WZRX-FM
- Fort Shawnee, Ohio; United States;
- Broadcast area: Lima, Ohio
- Frequency: 107.5 MHz
- Branding: 107.5 The Big Buck

Programming
- Format: Oldies
- Affiliations: Premiere Networks

Ownership
- Owner: iHeartMedia, Inc.; (iHM Licenses, LLC);
- Sister stations: WIMA, WIMT, WMLX, WBKS

History
- First air date: 1991
- Former call signs: WFSO (1988–1991, CP); WBUK (1991–2002);

Technical information
- Licensing authority: FCC
- Facility ID: 8061
- Class: A
- ERP: 1,350 watts
- HAAT: 151 meters (495 ft)

Links
- Public license information: Public file; LMS;
- Webcast: Listen live (via iHeartRadio)
- Website: 1075thebigbuck.iheart.com

= WZRX-FM =

WZRX-FM (107.5 FM) is a commercial radio station broadcasting an oldies format. Licensed to Fort Shawnee, Ohio, United States, the station serves the Lima area. The station is currently owned by iHeartMedia, Inc.
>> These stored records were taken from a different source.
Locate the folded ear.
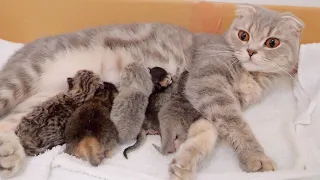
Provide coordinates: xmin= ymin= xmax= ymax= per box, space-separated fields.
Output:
xmin=67 ymin=77 xmax=73 ymax=91
xmin=236 ymin=4 xmax=257 ymax=17
xmin=281 ymin=12 xmax=305 ymax=36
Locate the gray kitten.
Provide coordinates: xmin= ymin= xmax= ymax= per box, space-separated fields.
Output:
xmin=65 ymin=82 xmax=118 ymax=166
xmin=153 ymin=71 xmax=202 ymax=155
xmin=123 ymin=67 xmax=173 ymax=159
xmin=15 ymin=70 xmax=103 ymax=155
xmin=0 ymin=5 xmax=304 ymax=177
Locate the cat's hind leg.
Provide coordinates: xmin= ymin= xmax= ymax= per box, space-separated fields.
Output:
xmin=169 ymin=119 xmax=218 ymax=180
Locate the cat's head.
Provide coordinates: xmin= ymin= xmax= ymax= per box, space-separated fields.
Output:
xmin=67 ymin=70 xmax=103 ymax=95
xmin=225 ymin=4 xmax=304 ymax=74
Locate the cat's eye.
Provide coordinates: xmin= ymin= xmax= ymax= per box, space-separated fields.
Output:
xmin=264 ymin=38 xmax=280 ymax=48
xmin=238 ymin=30 xmax=250 ymax=42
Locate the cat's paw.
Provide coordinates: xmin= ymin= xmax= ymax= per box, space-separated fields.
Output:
xmin=169 ymin=158 xmax=195 ymax=180
xmin=0 ymin=132 xmax=26 ymax=178
xmin=241 ymin=153 xmax=276 ymax=172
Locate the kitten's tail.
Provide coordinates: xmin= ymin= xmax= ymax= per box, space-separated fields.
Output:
xmin=123 ymin=129 xmax=147 ymax=159
xmin=76 ymin=136 xmax=104 ymax=166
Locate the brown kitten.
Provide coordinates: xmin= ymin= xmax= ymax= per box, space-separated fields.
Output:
xmin=123 ymin=67 xmax=173 ymax=159
xmin=15 ymin=70 xmax=102 ymax=155
xmin=65 ymin=82 xmax=118 ymax=166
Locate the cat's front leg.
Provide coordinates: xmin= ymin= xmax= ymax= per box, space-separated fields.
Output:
xmin=0 ymin=93 xmax=53 ymax=178
xmin=0 ymin=131 xmax=26 ymax=178
xmin=111 ymin=62 xmax=153 ymax=143
xmin=186 ymin=73 xmax=275 ymax=172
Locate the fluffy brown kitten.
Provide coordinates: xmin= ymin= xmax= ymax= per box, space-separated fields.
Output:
xmin=65 ymin=82 xmax=118 ymax=166
xmin=15 ymin=70 xmax=103 ymax=155
xmin=123 ymin=67 xmax=173 ymax=159
xmin=154 ymin=71 xmax=202 ymax=155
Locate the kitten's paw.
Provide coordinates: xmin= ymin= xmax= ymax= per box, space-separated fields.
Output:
xmin=169 ymin=158 xmax=194 ymax=180
xmin=169 ymin=158 xmax=195 ymax=180
xmin=0 ymin=132 xmax=26 ymax=178
xmin=160 ymin=75 xmax=172 ymax=87
xmin=242 ymin=154 xmax=276 ymax=172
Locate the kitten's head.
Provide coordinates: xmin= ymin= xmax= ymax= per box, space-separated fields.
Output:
xmin=67 ymin=70 xmax=103 ymax=94
xmin=225 ymin=4 xmax=304 ymax=74
xmin=149 ymin=67 xmax=172 ymax=93
xmin=95 ymin=82 xmax=118 ymax=103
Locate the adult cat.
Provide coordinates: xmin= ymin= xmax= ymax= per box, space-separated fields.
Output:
xmin=0 ymin=5 xmax=303 ymax=177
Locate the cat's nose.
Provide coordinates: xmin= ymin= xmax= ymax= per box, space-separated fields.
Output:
xmin=247 ymin=49 xmax=257 ymax=57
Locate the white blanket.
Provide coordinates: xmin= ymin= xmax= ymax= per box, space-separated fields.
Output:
xmin=0 ymin=40 xmax=320 ymax=180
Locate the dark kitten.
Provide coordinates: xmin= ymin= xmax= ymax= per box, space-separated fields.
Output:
xmin=65 ymin=82 xmax=118 ymax=166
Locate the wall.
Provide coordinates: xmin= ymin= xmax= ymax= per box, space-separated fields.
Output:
xmin=207 ymin=0 xmax=320 ymax=7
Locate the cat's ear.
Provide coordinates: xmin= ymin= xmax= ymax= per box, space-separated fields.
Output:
xmin=236 ymin=4 xmax=257 ymax=18
xmin=281 ymin=12 xmax=305 ymax=36
xmin=67 ymin=77 xmax=73 ymax=91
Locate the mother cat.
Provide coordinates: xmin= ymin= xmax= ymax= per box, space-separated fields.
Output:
xmin=0 ymin=5 xmax=304 ymax=177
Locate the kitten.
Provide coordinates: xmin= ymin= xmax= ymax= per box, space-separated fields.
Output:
xmin=15 ymin=70 xmax=103 ymax=155
xmin=0 ymin=4 xmax=304 ymax=177
xmin=123 ymin=67 xmax=172 ymax=159
xmin=65 ymin=82 xmax=118 ymax=166
xmin=153 ymin=71 xmax=201 ymax=155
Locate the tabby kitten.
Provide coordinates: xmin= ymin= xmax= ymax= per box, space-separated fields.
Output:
xmin=0 ymin=4 xmax=304 ymax=177
xmin=15 ymin=70 xmax=103 ymax=155
xmin=65 ymin=82 xmax=118 ymax=166
xmin=123 ymin=67 xmax=173 ymax=159
xmin=153 ymin=71 xmax=202 ymax=155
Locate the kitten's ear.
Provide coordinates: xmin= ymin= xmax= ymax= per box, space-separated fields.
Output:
xmin=236 ymin=4 xmax=257 ymax=18
xmin=67 ymin=77 xmax=73 ymax=91
xmin=281 ymin=12 xmax=305 ymax=36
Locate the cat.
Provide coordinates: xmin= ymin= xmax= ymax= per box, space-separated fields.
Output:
xmin=169 ymin=119 xmax=218 ymax=180
xmin=15 ymin=70 xmax=103 ymax=156
xmin=123 ymin=67 xmax=173 ymax=159
xmin=65 ymin=82 xmax=119 ymax=166
xmin=0 ymin=4 xmax=304 ymax=177
xmin=153 ymin=71 xmax=201 ymax=155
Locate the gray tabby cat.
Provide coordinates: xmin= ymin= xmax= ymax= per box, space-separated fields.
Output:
xmin=0 ymin=5 xmax=303 ymax=177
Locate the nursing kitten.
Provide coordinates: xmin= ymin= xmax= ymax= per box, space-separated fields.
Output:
xmin=123 ymin=67 xmax=172 ymax=159
xmin=153 ymin=71 xmax=202 ymax=155
xmin=15 ymin=70 xmax=103 ymax=155
xmin=65 ymin=82 xmax=118 ymax=166
xmin=0 ymin=4 xmax=304 ymax=177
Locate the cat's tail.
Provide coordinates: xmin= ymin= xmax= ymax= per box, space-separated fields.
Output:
xmin=76 ymin=136 xmax=104 ymax=166
xmin=123 ymin=129 xmax=147 ymax=159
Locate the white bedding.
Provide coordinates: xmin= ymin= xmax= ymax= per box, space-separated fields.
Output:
xmin=0 ymin=40 xmax=320 ymax=180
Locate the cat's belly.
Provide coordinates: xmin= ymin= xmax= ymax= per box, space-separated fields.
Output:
xmin=39 ymin=47 xmax=120 ymax=92
xmin=39 ymin=46 xmax=184 ymax=92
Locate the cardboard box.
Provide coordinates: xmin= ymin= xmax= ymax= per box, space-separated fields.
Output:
xmin=0 ymin=0 xmax=320 ymax=43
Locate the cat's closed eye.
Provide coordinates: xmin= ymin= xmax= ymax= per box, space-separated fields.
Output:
xmin=264 ymin=38 xmax=280 ymax=48
xmin=238 ymin=30 xmax=250 ymax=42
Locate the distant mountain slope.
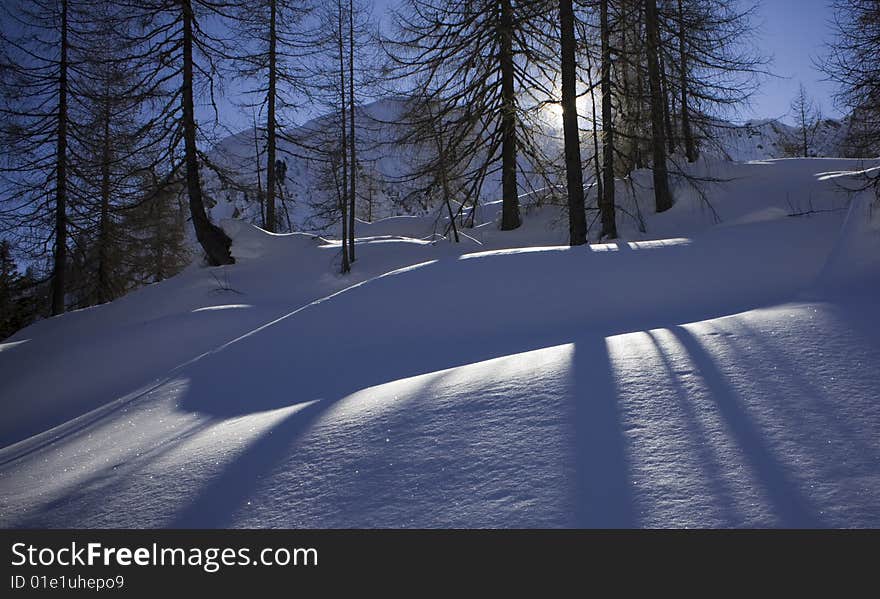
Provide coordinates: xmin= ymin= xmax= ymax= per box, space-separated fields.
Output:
xmin=705 ymin=119 xmax=847 ymax=162
xmin=206 ymin=97 xmax=868 ymax=233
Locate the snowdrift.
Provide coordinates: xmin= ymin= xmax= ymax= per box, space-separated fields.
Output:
xmin=0 ymin=160 xmax=880 ymax=527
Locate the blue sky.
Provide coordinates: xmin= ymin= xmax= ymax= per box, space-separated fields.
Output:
xmin=201 ymin=0 xmax=842 ymax=130
xmin=743 ymin=0 xmax=840 ymax=119
xmin=373 ymin=0 xmax=841 ymax=125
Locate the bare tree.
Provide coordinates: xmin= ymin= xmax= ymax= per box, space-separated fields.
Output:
xmin=820 ymin=0 xmax=880 ymax=156
xmin=559 ymin=0 xmax=587 ymax=246
xmin=791 ymin=83 xmax=822 ymax=158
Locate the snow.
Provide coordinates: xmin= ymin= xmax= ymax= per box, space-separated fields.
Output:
xmin=0 ymin=159 xmax=880 ymax=528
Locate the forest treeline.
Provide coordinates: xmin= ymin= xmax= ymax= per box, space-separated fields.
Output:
xmin=0 ymin=0 xmax=880 ymax=338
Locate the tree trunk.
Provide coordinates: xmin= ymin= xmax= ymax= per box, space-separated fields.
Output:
xmin=181 ymin=0 xmax=235 ymax=266
xmin=587 ymin=49 xmax=604 ymax=209
xmin=266 ymin=0 xmax=278 ymax=233
xmin=348 ymin=0 xmax=357 ymax=262
xmin=337 ymin=0 xmax=351 ymax=274
xmin=498 ymin=0 xmax=522 ymax=231
xmin=97 ymin=94 xmax=112 ymax=304
xmin=599 ymin=0 xmax=617 ymax=239
xmin=559 ymin=0 xmax=587 ymax=245
xmin=660 ymin=53 xmax=675 ymax=155
xmin=645 ymin=0 xmax=672 ymax=212
xmin=678 ymin=0 xmax=697 ymax=162
xmin=52 ymin=0 xmax=68 ymax=316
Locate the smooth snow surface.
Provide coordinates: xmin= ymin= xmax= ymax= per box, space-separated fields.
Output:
xmin=0 ymin=159 xmax=880 ymax=527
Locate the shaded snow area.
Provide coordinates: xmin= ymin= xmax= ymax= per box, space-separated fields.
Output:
xmin=0 ymin=159 xmax=880 ymax=528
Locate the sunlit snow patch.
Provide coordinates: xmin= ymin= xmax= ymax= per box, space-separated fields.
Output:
xmin=193 ymin=304 xmax=253 ymax=312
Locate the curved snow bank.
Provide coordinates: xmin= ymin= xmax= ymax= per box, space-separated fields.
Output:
xmin=158 ymin=218 xmax=834 ymax=416
xmin=813 ymin=191 xmax=880 ymax=296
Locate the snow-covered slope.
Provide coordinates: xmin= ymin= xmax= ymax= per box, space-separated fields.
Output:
xmin=0 ymin=159 xmax=880 ymax=527
xmin=205 ymin=97 xmax=868 ymax=234
xmin=705 ymin=119 xmax=848 ymax=161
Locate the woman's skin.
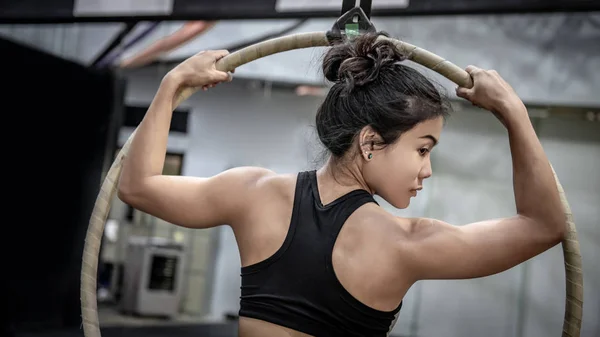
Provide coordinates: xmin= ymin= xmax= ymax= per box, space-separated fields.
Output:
xmin=118 ymin=50 xmax=566 ymax=337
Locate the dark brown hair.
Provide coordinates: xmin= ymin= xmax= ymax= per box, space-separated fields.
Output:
xmin=316 ymin=32 xmax=450 ymax=158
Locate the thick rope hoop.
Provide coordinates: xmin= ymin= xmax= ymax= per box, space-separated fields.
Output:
xmin=81 ymin=32 xmax=583 ymax=337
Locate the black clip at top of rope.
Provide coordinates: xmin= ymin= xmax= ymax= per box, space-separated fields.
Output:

Its studios and offices are located on West Market Street in Lima, Ohio, with its transmitter located in Fort Shawnee.

==History==
The frequency originally was WBUK "Oldies 107.5 The Big Buck", signing on in 1991. The oldies format moved to 106.3 in Ottawa, Ohio in August 2002 (originally WPNM) with the new active rock format and the WZRX calls in place also since 2002. Phil Austin was the first program director of "The X", which was launched to serve the large active rock audience in Lima.

In the fall of 2002, WZRX debuted with Bob and Tom in the Morning, Mike Edwards in Midday, Dave Crosser in afternoons, Eric Michaels at night and Jim O'Reilly (Now Jimmy The Governor) overnights. The station overtook Fort Wayne-based WBYR in Lima in just one ratings period.

Since then, iHeartMedia, Inc. has reformatted the station several times. Currently the station airs a 1990s-leaning classic rock format with Rover's Morning Glory in morning drive, Theresa Rockface mid-days, Jimmy The Governor afternoons and Nikki Sixx evenings.

On December 13, 2021, at 5:55 AM, after playing "In the End" by Linkin Park and "Closing Time" by Semisonic, WZRX-FM abruptly dropped their longtime rock format and flipped to a '60s and '70s-heavy oldies format, branded as "107.5 The Big Buck", calling back to the format the station launched with in 1991. The first song on The Big Buck was "I'm a Believer" by The Monkees.

The call letters WZRX are shared with an AM station at 1590 kHz in Jackson, Mississippi.